Fw: Distributed Digital Library - Germany

Iris Radulescu (mailto:Iris.Radulescu@LIB.MONASH.EDU.AU)
Fri, 13 Dec 1996 15:08:44 +1100

Message-Id: <199612130415.WAA27116@library.wustl.edu>
Date:         Fri, 13 Dec 1996 15:08:44 +1100
From: Iris Radulescu <mailto:Iris.Radulescu@LIB.MONASH.EDU.AU>
Subject:      Fw: Distributed Digital Library - Germany
To: mailto:IMAGELIB@LISTSERV.ARIZONA.EDU

Hi,
just a note regarding digital document handling aspects:
----------
> From: LOSSAU <mailto:lossau@MAIL.SUB.UNI-GOETTINGEN.DE>
> To: mailto:IMAGELIB@LISTSERV.ARIZONA.EDU
> Subject: Distributed Digital Library - Germany
> Date: Friday, 6 December 1996 20:23
>
> Dear Colleagues,
>
> with beginning of 1997 the German Research Foundation (Deutsche
> Forschungsgemeinschaft) wants to promote the access to research
> materials via a new funding program, the retrospective digitisation of
> library materials.

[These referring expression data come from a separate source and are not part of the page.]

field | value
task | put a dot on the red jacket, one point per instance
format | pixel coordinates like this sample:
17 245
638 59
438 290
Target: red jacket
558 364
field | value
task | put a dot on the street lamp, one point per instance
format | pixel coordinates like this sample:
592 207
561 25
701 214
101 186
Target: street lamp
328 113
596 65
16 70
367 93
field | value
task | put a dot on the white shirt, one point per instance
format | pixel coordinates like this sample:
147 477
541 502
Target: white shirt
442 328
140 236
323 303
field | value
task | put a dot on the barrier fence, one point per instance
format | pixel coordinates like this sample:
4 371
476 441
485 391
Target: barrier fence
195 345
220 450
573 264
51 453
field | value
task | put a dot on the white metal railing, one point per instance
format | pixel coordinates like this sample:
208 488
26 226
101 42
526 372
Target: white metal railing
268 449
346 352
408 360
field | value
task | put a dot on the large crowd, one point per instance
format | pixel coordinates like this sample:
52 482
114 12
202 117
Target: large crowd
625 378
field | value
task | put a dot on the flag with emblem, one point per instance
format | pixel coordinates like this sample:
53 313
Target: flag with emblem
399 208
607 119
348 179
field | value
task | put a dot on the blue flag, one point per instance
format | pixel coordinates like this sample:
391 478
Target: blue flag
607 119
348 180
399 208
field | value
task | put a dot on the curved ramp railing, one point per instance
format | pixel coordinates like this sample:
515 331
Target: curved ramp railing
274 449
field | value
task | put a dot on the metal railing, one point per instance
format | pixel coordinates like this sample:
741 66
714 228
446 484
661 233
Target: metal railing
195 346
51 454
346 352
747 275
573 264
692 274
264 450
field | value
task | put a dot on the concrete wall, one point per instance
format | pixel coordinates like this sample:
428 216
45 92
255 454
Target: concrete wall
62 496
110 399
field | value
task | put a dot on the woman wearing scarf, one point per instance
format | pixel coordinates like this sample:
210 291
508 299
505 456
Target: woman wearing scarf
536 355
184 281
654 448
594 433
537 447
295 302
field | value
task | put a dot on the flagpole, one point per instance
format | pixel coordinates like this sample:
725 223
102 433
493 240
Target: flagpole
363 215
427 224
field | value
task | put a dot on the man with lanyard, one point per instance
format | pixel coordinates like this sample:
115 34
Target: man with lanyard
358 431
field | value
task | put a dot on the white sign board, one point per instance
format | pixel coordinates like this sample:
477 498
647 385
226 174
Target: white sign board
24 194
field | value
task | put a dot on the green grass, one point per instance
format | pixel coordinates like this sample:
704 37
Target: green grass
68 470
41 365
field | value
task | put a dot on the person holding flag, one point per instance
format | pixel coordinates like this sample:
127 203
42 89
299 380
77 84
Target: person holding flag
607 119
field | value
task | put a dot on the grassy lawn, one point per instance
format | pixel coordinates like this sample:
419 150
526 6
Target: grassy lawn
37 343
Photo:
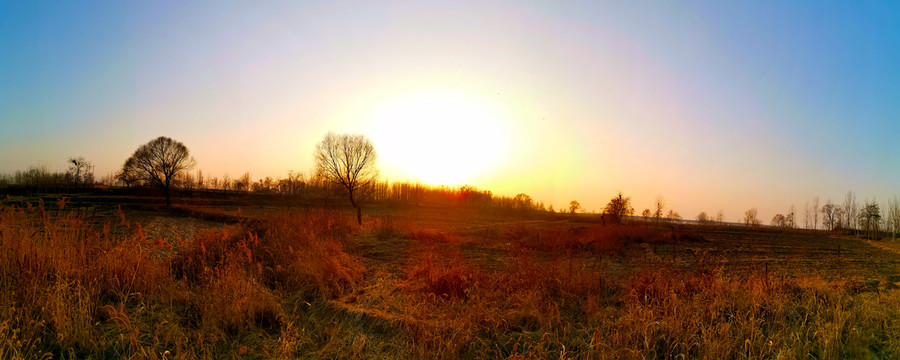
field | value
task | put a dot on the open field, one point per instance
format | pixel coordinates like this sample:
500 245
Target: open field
244 280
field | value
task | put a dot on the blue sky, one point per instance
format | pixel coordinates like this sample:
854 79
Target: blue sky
712 104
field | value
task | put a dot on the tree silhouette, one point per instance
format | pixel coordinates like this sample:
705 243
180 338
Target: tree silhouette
750 218
158 162
660 204
347 161
80 172
830 213
618 207
574 206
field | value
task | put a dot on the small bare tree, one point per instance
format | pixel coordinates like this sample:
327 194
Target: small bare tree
158 162
574 206
815 212
660 204
829 212
347 161
619 207
80 172
750 218
893 213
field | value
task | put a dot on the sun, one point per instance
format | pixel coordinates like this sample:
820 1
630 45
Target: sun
439 137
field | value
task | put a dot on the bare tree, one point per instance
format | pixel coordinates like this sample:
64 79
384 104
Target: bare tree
673 215
870 217
619 207
893 213
660 204
829 212
790 217
750 218
850 209
779 220
349 162
158 162
806 216
815 212
80 172
574 206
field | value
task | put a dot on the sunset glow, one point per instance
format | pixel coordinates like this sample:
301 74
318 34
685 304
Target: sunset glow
715 106
440 137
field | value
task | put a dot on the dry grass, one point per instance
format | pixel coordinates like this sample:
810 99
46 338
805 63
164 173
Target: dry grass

The aim is the establishment of a distributed
> digital library in Germany.
>
> b) First we want to scan text-books. Could you give recommendations
> concerning resolution, data format of image files (e.g. for long-time
> preservation, for distribution over the internet), compression,
> colour-depth, the tagging of image files (TIFF 6.0) (to give some
> informations like ,date and time scanned", ,artist", ,image
> description", ,document name", ,page number" and so on), the writing
> of (bibliographic) informations in the `comment-field' of the image
> file?
I am no authority in this area, however: our experience shows that a resolution of 200x200 is perfectly adequate for display and printing purposes, and gives reasonably good OCR results. 300x300 is much better for OCR - ing, and not much more expensive in terms of storage and transmission times. We use successfully TIFF CCITT Group 4 (compressed multipage).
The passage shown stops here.